If you don't have any symptoms of diabetes, you should start screening for diabetes at the age of 45 and repeated every 3-5 years. If you're pregnant, you should be very careful and monitor what you eat during pregnancy because many women develop gestational diabetes around the 24th week. It is important to predict and prevent gestational diabetes as the diagnoses also increases the risk of developing Type 2 Diabetes in the future. Doctors check to see how your body absorbs glucose by taking a blood test after you drink a sugary solution.
Tests For Women Ages 45-50+
Metabolic Syndrome test
Metabolic Syndrome is a group of symptoms that together increases the risk of developing diabetes and heart disease. At age 50, then every 3-5 years along with cholesterol and diabetes screenings, women should be tested for this syndrome. During the screening, tests are run to find multiple issues. If a combination of three are found, the doctor will encourage further testing. The factors include: obesity, high blood pressure, high and dangerously low cholesterol and glucose levels.
Colonoscopy or Sigmoidoscopy
Colorectal cancer is a type of cancer that is curable 90% of the time. But it can be fatal if not caught in its early stages. Farrah Fawcett was a victim of colon cancer, and it has been noted that most women are still less likely to get screened. When they do it is probable that the stage of cancer is more advanced and more difficult to treat. Colon cancer has been long thought as a "man's disease" but that is completely false as it develops in men and women equally.
The exam includes the insertion of a camera into the rectum to examine the entire colon, which is a colonoscopy or just the lower section of the colon, the Sigmoidoscopy. The doctors are looking for polyps or lesions.
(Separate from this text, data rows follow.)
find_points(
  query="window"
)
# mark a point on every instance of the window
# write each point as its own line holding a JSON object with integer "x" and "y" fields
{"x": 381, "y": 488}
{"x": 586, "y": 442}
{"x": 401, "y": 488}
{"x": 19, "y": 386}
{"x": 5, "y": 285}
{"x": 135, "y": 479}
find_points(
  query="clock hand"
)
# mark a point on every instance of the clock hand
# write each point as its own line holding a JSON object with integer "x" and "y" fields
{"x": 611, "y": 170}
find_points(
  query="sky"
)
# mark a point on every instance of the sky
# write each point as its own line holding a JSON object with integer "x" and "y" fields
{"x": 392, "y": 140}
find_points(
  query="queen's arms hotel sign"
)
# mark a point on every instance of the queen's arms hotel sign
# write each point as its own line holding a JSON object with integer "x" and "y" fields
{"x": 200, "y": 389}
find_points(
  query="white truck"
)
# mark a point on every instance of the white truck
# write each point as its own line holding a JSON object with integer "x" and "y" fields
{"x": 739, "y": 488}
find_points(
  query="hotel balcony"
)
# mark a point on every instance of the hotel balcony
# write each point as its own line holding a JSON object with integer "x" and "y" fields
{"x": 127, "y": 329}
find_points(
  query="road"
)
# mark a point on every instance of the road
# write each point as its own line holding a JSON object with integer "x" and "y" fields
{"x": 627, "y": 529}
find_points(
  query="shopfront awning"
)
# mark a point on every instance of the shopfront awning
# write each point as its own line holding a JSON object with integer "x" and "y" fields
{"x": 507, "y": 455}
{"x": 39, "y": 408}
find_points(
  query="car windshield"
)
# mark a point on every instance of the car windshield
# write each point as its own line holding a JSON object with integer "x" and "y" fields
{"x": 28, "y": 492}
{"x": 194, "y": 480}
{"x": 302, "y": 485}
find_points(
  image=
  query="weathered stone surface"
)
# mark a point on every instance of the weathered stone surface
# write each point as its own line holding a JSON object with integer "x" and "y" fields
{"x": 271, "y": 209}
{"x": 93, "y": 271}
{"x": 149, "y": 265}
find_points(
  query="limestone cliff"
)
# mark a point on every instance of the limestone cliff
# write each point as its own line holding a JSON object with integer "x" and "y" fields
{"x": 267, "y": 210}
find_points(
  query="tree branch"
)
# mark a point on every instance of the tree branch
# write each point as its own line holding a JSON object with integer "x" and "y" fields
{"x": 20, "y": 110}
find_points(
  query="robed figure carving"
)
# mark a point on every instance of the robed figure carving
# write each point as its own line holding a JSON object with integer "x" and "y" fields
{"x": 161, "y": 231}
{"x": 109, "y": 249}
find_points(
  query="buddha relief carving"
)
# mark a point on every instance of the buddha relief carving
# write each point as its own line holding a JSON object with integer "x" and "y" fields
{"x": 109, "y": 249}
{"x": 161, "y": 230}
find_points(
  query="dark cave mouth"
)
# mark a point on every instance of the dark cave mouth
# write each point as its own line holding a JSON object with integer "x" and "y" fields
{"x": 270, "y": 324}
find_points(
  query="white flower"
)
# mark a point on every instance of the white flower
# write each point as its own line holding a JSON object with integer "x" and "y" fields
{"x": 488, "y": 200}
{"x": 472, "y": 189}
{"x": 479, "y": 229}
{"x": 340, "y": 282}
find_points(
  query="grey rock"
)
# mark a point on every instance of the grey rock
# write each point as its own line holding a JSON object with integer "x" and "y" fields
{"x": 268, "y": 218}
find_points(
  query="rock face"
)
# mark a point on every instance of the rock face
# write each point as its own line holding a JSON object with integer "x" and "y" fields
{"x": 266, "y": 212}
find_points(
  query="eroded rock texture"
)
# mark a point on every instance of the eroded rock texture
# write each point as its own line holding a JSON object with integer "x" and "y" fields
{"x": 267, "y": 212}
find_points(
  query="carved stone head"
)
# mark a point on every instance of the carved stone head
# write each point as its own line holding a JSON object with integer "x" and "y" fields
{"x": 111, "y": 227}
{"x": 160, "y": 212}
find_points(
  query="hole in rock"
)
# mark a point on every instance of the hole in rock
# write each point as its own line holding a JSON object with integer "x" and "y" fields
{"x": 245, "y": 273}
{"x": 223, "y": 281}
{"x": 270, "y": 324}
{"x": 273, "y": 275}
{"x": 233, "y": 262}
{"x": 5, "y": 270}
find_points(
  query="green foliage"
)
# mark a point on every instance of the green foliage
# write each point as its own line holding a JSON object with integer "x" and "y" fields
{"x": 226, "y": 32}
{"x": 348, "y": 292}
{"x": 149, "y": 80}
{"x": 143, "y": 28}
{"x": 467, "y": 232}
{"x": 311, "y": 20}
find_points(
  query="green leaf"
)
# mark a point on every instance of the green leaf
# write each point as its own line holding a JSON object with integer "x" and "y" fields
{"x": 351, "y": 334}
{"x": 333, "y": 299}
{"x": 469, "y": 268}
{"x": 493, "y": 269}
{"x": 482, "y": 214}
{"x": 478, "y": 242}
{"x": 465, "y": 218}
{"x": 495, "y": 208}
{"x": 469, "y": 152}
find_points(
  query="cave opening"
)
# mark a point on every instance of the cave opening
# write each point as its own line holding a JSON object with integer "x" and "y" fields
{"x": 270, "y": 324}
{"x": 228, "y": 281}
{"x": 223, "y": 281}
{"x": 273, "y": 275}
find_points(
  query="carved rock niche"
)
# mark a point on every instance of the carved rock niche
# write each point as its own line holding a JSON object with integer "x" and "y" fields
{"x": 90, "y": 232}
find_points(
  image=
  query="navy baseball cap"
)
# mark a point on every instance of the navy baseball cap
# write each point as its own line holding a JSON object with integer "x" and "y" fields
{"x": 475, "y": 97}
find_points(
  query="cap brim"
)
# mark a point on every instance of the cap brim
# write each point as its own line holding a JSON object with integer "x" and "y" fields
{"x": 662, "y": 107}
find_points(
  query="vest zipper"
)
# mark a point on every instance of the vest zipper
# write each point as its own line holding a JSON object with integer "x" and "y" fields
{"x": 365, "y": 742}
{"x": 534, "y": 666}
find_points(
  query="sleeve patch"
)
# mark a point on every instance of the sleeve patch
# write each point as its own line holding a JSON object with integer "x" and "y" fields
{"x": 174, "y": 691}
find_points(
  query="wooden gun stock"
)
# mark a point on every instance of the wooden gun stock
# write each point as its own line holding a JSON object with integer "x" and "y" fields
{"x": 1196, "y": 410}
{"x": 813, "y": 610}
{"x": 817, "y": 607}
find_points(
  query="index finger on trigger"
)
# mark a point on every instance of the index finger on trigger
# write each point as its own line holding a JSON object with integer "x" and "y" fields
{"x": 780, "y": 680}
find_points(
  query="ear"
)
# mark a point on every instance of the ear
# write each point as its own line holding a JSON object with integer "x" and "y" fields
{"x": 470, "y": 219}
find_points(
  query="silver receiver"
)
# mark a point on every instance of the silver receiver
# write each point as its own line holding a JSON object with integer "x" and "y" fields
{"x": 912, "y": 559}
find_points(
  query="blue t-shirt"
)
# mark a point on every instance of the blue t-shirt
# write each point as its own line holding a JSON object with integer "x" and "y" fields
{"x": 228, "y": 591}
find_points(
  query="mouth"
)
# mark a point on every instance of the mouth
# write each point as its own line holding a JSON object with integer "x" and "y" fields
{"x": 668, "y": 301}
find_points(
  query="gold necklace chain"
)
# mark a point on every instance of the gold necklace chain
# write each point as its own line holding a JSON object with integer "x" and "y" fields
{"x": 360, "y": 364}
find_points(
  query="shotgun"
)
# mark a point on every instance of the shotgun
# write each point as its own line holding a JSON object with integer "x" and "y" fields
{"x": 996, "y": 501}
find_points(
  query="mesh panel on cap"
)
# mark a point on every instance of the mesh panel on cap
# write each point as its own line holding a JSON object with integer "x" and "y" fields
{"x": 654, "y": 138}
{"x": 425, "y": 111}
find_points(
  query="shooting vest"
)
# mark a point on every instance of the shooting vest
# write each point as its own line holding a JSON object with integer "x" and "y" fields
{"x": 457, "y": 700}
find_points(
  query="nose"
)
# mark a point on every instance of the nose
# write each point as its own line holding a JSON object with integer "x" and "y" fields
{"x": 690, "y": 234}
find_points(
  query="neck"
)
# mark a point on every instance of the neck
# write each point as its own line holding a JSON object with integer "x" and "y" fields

It's crucial to detect irregularities in early stages. If you don't have any risk factors, you can have a test every 10 years after the age of 50. If your family member has colon cancer, you should get tested 10 years before when they were diagnosed. For instance, if a family membered was diagnosed at 55, you should get tested by age 45.
Always Communicate With Your Doctor
Living healthy and having an active role in your preventative care can go a long way! These are just a few preemptive or important tests to take, but depending on your familial history with disease there may be some tests on the list that you need more than others. Remember, everybody is different - be sure to consult with your doctor to personalize the best timing of the screening tests you need based on your health condition, family history and other factors.